Monday, May. 24, 1954
New Musical in Manhattan
The Pajama Game (music & lyrics by Richard Adler and Jerry Ross; book by George Abbott and Richard Bissell) wound up the season with as exuberant high spirits as New Year's Eve winds up the year. So high are the show's jinks, in fact, that they almost render unimportant the primitiveness of its jesting; and so engaging are a number of its people that it doesn't too much matter what they do. As staged by George Abbott and Jerome Robbins, The Pajama Game is a smash-hit mixture of racehorse and explosive; not in a long time has any musical so merely competent seemed at the same time so gay.
Treating of life in a Midwest pajama factory, the show makes a sit-down strike over wages seem the next thing to a strawberry festival, while the head of the business and the head of the union are not so much contrasted bosses as brother oafs. Since in musicomedy the course of true love never can run smooth, in this one, Management (John Raitt) Meets Labor (Janis Paige), Management Fires Labor, then, with a little more dexterous management, rehires and weds her. En route there are small blobs and faint glimmers of satire, the usual doings at shop and picnic grounds, and some wackily unusual ones in a chop-suey joint.
It is all so George Abbotty that even the workers' slowdown gives the effect of a speedup; it is all so well managed that even the fumbles seem something new in footwork. There are the kind of peppy dance numbers that suggest a cheerleaders' carnival, and there is a great deal of music with an infectious, elementary lilt. A long-legged, gaminlike newcomer named Carol Haney dances like a dervish and is generally fun; Eddie Foy Jr. softshoes nostalgically and is generally helpful. John Raitt and Janis Paige make an attractive, a melodious, even a positively believable pair of lovers.
George Abbott, co-author and co-director of Pajama Game, is the theater's Wizard of Odds: chances are that any show he brings to Broadway will be a hit. He started out as an odds-on favorite when he directed one of his first shows, Broadway, in 1926. Through the years he added such winners as Three Men on a Horse, Boy Meets Girl, Brother Rat, Room Service, Pal Joey, Where's Charley, Call Me Madam, Wonderful Town, Me and Juliet.
Along with these successes, the legend of "the Abbott touch" could hardly fail to grow, but the showman modestly claims there is no such thing. "I just have a good time in the theater," he says. "I'm not out to make money; I'm out to enjoy myself . . . I'm easily bored, so I try not to bore audiences. I have been accused of speed in my shows, but pace is not a matter of speed. It has to do with cutting material and with variety." The most important intangible in a good production, he says, is a sense of conviction. "I told the cast on opening night: 'You've got to believe what you do and have a good time. If you do, the audience will too.' "
Abbott learned his trade as a youngster just out of Professor George Pierce Baker's famed playwriting courses at Harvard.
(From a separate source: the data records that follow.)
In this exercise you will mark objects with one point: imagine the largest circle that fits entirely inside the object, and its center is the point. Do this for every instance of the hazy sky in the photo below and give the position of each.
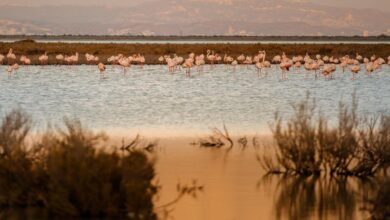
(383, 5)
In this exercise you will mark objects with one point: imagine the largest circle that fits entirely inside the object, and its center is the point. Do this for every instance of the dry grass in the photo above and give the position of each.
(153, 51)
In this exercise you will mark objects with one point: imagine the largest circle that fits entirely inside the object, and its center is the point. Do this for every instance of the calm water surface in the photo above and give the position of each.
(152, 101)
(156, 103)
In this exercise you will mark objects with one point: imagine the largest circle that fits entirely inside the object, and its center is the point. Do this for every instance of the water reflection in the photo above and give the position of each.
(301, 197)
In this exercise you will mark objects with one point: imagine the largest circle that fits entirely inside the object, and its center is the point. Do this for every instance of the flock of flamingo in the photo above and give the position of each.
(324, 65)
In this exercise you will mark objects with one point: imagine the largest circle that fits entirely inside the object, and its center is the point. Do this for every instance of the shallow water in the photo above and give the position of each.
(159, 104)
(154, 102)
(236, 187)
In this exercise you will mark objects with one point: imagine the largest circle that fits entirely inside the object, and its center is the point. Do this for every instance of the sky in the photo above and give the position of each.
(195, 17)
(383, 5)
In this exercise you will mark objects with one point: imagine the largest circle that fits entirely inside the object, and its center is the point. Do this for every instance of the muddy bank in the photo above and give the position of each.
(153, 51)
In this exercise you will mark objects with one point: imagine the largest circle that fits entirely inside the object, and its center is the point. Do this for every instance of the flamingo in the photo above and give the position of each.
(60, 58)
(234, 64)
(370, 67)
(355, 70)
(1, 59)
(15, 67)
(43, 59)
(125, 63)
(285, 66)
(359, 57)
(211, 57)
(9, 70)
(11, 57)
(101, 68)
(188, 65)
(171, 64)
(328, 70)
(199, 62)
(161, 60)
(343, 65)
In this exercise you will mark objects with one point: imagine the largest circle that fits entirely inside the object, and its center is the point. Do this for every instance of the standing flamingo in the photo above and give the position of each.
(101, 68)
(43, 59)
(11, 57)
(1, 59)
(355, 70)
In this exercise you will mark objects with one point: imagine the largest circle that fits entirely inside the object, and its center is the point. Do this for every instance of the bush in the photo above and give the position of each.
(65, 175)
(307, 145)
He worked for Producer John Golden, soon became a menace to established playwrights, whose scripts he doctored on Golden's orders. Later, he earned a reputation as a man who had his own golden touch with scripts. He picked up Brother Rat, which had been rejected by 31 producers, polished it up, grossed more than a million dollars. He worked the same miracle on Room Service, which had closed out of town. When Abbott was done with the play, it ran two years and was sold to Hollywood for $255,000.
Now a lively 66, Abbott is an inveterate tennis player and a tireless rumba dancer. He likes some movies and television, and although he has worked a little at both, he plans to stick to Broadway. First production for next season: a revival of the 18-year-old Rodgers-Hart-Abbott revue, On Your Toes. Says Abbott genially: "They used to say I was a producer of kiddie shows. Before that they said I was a producer of gangster shows. Now they say I'm a musical-comedy man. I don't care what they call me as long as they come to the theater."